(190n) MD Simulation of CO2/CH4 Gas Separation with Hybrid Membrane

Membrane is
one of the most widely used materials for gas separation. Many efforts have
been made to improve the performance of membrane and hybrid organic-inorganic
membrane is one novel type with plenty of advantages. Thus we studied this
hybrid membrane to understand the mechanism and further to find new research
direction of experiment.

Regular
shaped pores are created in silicon-dioxide crystal structure. The pores are
blocked by different number of phenyl groups which are randomly bonded to
silicon atoms on the wall of the pores. Gas molecules are disposed in one side
of membrane structure and the other side is left as vacuum. Gas molecules are restricted
from to move to the other side by a repulsive wall. The simulation is under
375K and 20MPa in 1 to 4 ns, which is depending on the permeance
results. The effect of the pore's radius on the selectivity and permeance is studied.
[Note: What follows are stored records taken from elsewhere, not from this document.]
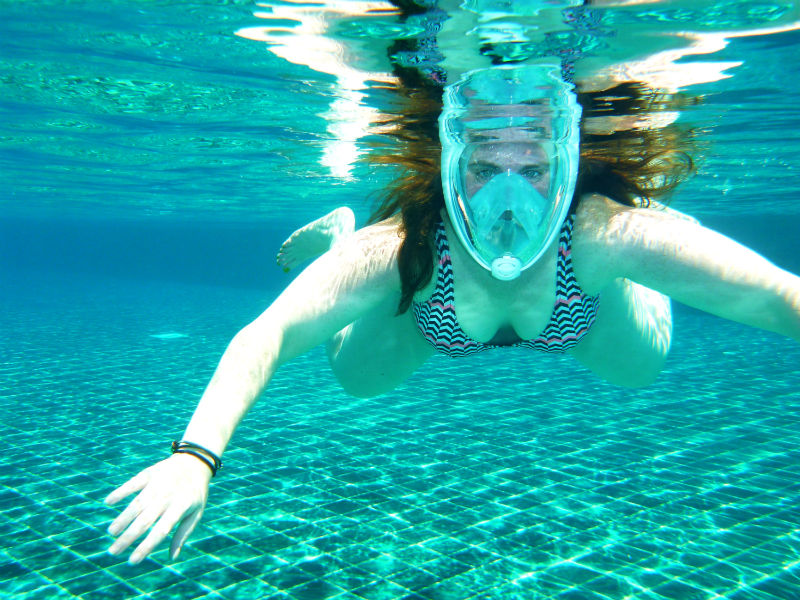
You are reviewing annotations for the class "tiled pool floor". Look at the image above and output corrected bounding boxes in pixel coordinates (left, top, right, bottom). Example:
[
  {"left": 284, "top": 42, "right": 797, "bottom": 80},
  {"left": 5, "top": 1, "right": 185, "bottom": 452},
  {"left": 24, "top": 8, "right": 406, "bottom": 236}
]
[{"left": 0, "top": 276, "right": 800, "bottom": 600}]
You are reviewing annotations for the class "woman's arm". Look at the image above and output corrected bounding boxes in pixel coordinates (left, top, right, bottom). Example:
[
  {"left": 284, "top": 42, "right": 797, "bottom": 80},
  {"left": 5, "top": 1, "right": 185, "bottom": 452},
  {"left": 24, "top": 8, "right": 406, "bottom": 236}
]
[
  {"left": 106, "top": 225, "right": 400, "bottom": 563},
  {"left": 580, "top": 198, "right": 800, "bottom": 341}
]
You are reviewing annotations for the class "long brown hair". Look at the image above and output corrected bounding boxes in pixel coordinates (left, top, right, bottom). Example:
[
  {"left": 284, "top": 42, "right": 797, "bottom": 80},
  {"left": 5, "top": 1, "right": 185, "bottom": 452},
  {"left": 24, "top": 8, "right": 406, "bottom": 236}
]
[{"left": 370, "top": 78, "right": 696, "bottom": 314}]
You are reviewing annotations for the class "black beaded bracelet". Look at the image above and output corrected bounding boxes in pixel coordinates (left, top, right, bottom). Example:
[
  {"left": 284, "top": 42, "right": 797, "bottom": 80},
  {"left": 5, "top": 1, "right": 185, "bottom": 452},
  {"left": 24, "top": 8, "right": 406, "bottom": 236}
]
[{"left": 172, "top": 441, "right": 222, "bottom": 477}]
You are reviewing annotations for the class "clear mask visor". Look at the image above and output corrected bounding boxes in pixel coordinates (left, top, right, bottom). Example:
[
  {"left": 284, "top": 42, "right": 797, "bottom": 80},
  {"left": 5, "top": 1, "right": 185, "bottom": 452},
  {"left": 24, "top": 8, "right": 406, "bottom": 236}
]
[{"left": 440, "top": 66, "right": 580, "bottom": 279}]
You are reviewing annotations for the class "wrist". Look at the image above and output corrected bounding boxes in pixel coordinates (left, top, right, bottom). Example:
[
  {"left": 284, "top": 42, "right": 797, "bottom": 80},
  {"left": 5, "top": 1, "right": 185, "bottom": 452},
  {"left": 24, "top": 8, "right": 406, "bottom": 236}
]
[{"left": 172, "top": 440, "right": 222, "bottom": 477}]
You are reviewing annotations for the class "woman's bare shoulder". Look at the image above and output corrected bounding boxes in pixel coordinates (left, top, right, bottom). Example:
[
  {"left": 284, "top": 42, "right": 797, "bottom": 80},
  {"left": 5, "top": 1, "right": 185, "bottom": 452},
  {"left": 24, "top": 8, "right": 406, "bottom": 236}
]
[{"left": 572, "top": 195, "right": 698, "bottom": 293}]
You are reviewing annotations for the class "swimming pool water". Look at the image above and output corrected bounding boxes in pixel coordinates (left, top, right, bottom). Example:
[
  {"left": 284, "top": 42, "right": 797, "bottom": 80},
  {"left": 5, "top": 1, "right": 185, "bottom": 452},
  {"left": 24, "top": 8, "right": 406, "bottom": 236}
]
[
  {"left": 0, "top": 273, "right": 800, "bottom": 600},
  {"left": 0, "top": 0, "right": 800, "bottom": 600}
]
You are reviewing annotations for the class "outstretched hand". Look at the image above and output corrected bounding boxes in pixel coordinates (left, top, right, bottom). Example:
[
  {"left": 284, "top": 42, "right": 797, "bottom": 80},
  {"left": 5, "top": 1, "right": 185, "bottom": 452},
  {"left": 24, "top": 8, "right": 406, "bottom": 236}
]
[{"left": 105, "top": 454, "right": 211, "bottom": 564}]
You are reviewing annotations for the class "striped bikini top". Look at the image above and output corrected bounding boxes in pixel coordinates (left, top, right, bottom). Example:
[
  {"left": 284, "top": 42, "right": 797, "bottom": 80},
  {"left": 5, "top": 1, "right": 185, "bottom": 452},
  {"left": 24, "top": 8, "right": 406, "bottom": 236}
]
[{"left": 414, "top": 216, "right": 600, "bottom": 356}]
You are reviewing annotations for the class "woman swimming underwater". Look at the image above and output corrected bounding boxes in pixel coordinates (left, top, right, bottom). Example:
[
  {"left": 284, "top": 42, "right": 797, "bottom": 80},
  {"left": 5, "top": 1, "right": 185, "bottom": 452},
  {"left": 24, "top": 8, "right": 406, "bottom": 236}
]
[{"left": 106, "top": 65, "right": 800, "bottom": 563}]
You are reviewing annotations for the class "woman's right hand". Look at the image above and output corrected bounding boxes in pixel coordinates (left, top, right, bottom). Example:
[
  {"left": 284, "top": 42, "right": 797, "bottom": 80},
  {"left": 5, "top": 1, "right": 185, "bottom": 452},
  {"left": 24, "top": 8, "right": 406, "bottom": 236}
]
[{"left": 105, "top": 454, "right": 211, "bottom": 564}]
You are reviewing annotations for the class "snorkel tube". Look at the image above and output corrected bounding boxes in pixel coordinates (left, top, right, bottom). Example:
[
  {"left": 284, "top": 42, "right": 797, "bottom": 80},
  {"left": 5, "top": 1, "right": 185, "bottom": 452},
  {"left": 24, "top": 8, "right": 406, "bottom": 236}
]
[{"left": 439, "top": 64, "right": 581, "bottom": 281}]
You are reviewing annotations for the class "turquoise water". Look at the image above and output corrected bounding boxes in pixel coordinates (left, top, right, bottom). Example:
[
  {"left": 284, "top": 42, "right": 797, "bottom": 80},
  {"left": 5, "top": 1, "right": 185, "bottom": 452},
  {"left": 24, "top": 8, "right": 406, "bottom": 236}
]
[{"left": 0, "top": 1, "right": 800, "bottom": 600}]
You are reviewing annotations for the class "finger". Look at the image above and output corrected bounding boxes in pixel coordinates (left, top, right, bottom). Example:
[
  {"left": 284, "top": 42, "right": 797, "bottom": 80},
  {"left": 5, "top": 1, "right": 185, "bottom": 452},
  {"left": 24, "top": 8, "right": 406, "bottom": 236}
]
[
  {"left": 128, "top": 505, "right": 186, "bottom": 565},
  {"left": 104, "top": 470, "right": 149, "bottom": 506},
  {"left": 108, "top": 506, "right": 164, "bottom": 554},
  {"left": 169, "top": 508, "right": 203, "bottom": 560}
]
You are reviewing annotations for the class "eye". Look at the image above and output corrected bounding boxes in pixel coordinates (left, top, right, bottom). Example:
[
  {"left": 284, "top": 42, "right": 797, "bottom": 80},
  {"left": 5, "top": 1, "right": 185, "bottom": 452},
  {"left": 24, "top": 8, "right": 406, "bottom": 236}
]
[
  {"left": 519, "top": 166, "right": 544, "bottom": 181},
  {"left": 470, "top": 166, "right": 500, "bottom": 183}
]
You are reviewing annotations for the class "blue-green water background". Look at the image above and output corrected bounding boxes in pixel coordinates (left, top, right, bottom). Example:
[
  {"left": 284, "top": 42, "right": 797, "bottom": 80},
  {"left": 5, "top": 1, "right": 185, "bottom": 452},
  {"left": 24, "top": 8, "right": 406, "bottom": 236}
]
[{"left": 0, "top": 2, "right": 800, "bottom": 600}]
The permeance
is of the order of 10^{-4  mol}
m^-2 s^-1 Pa^-1 . The selectivity changes from
0.31 to 1.15. We also researched how the number of phenyl groups in the channel
affects the performance and the related mechanism. The orientation of the
phenyl groups can cause significant difference. Also the distances between the
atoms of the phenyl group and nearby atoms from the frame lead to different
result for the separation. Based on the simulation results, one membrane
structure is constructed which yield to the selectivity of 68 at thelevel of permeance.